Le CEPS a co-organisé, en Côte d’Ivoire en 2012, le premier Forum international de réflexion sur la culture de la paix. Où en est-on aujourd’hui en Afrique, et notamment en Côte d’Ivoire, en termes d’éducation à la culture de la paix ?

Depuis quelques années, notamment à Abidjan, on a vu des infrastructures se développer. Avoir des infrastructures dignes de ce nom est primordial pour que l’activité économique se développe. Le deuxième point est qu’on a vu un certain nombre de jeunes ivoiriens revenir parce qu’il y avait une diversification et une montée en puissance économique du pays. C’est un signal. Le troisième élément est qu’en Côte d’Ivoire, il y a non seulement une présence forte des Nations Unies et de l’UNESCO, qui contribuent à cette culture de la paix, mais il y a aussi un grand institut pour la paix, le Centre de recherche et d’action pour la paix à Abidjan, qui développe notamment des diplômes sur la culture de la paix. Il y a donc tous les ingrédients pour qu’on rentre dans une culture harmonieuse, dans un contexte de formation, un contexte de développement économique et puis une émergence de jeunes élites.

 

 

Suite à ce forum, vous avez initié le mécanisme de soutien Tremplin. Pourriez-vous nous en dire plus ?

En 2013, nous avons créé avec l’UNESCO ce prix qui vise chaque année à apporter un soutien financier et un accompagnement juridique à de jeunes entrepreneurs en Afrique. C’est dans cet esprit que nous avons remis ce prix en Côte d’Ivoire, en Éthiopie, au Gabon et prochainement au Mali. Chaque année, nous recevons plus d’une centaine de dossiers et nous sélectionnons un à deux participants. Nous souhaitons accompagner ces jeunes dans leurs structures et dans leur évolution économique. À chaque fois, nous essayons de détecter des jeunes qui ont créé une structure gagnante, avec des salariés et qui ait une structure formelle. En Côte d’Ivoire, trois jeunes entrepreneurs ont été récompensés avec ce prix à ce jour. Le premier a été Patrick Ehouman, qui a créé une entreprise consacrée au développement des réseaux sociaux dans les logiciels informatiques et qui a mené à une action à la fois économique et sociétale. Le deuxième a été Armel Koffi, un jeune entrepreneur qui a monté son agence de communication et aussi un site d’éducation à destination des jeunes, permettant aux plus isolés géographiquement d’entres eux d’accéder à une formation en ligne. Et puis un troisième, Achille Agbé, qui a lancé son agence de formation à la culture financière et économique. C’est-à-dire, faire émerger une culture économique de développement.

 

 

Comment voyez-vous le monde du travail en Afrique d’ici 20 ans ? Est-ce qu’il n’y aura que des entrepreneurs ?
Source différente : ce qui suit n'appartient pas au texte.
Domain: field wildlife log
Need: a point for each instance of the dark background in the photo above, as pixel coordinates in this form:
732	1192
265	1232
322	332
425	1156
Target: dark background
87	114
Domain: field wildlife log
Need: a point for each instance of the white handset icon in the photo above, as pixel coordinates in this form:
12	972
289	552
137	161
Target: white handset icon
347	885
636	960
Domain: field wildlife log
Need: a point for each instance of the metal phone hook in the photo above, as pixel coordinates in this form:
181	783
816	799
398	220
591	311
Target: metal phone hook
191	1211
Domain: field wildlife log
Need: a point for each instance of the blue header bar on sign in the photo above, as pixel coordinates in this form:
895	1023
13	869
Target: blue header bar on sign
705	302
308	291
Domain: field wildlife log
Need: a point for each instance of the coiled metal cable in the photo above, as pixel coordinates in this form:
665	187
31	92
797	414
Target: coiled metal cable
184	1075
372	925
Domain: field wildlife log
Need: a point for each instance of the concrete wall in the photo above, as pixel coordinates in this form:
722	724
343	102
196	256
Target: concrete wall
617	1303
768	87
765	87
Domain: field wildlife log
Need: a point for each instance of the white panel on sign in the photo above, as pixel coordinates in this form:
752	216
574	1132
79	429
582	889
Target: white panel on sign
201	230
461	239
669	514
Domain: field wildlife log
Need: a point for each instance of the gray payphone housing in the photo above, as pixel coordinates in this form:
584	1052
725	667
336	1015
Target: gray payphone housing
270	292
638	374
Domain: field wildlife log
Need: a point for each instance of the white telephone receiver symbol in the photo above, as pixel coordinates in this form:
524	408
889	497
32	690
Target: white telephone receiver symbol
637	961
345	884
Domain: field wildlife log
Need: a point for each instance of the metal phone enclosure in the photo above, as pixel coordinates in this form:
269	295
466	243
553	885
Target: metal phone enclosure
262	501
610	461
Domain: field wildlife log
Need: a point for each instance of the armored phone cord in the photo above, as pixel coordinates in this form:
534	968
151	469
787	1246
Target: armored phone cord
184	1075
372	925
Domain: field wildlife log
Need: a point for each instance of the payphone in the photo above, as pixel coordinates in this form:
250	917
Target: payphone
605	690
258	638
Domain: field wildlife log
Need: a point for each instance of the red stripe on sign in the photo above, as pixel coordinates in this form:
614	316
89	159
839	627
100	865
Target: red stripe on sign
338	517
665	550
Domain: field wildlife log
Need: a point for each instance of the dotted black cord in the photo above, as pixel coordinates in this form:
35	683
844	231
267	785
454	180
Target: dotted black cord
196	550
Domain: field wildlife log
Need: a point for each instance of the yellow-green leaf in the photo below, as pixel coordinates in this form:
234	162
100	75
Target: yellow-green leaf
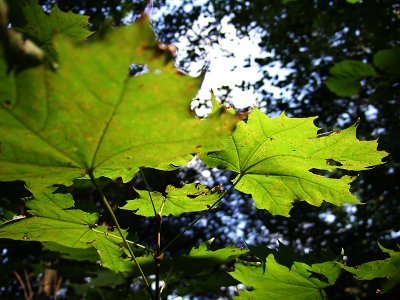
278	160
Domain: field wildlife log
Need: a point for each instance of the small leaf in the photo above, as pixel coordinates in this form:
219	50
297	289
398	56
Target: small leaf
54	220
275	157
90	116
88	254
301	281
190	198
388	60
388	268
202	259
346	77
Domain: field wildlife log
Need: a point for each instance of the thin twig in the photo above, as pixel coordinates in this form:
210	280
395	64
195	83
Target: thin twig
148	191
114	218
223	195
28	283
22	284
57	287
119	238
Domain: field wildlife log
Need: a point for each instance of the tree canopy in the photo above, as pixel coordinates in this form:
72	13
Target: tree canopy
96	130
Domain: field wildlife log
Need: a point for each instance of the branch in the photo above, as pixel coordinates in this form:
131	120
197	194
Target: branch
223	195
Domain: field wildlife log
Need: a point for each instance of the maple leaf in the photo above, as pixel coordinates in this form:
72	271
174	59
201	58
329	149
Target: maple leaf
190	198
69	230
90	116
276	157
Il y aura plusieurs grands défis à relever. D’abord le défi de l’urbanisation. Une urbanisation excessive et mal maîtrisée peut être anxiogène. On peut craindre que dans certains États, la capitale puisse représenter plus des deux tiers de la population. L’abandon des territoires ruraux est un danger. Il est ensuite crucial que ces jeunes créent des activités économiques qui se développent, qui montent dans la chaîne de valeur et qu’ils soient accompagnés par leurs États. À terme, on pourrait assister à une véritable diversification économique. Ce qui est extrêmement important. Et surtout que des relations harmonieuses entre les différents États africains puissent se développer. Actuellement, le commerce intra-européen est de 60 %, le commerce intra-asiatique est de 52 %, mais le commerce intra-africain est seulement de 12 %. Il y a donc un gap qu’il faudra relever avec, sans doute, une harmonisation des développements économiques aux niveaux régionaux.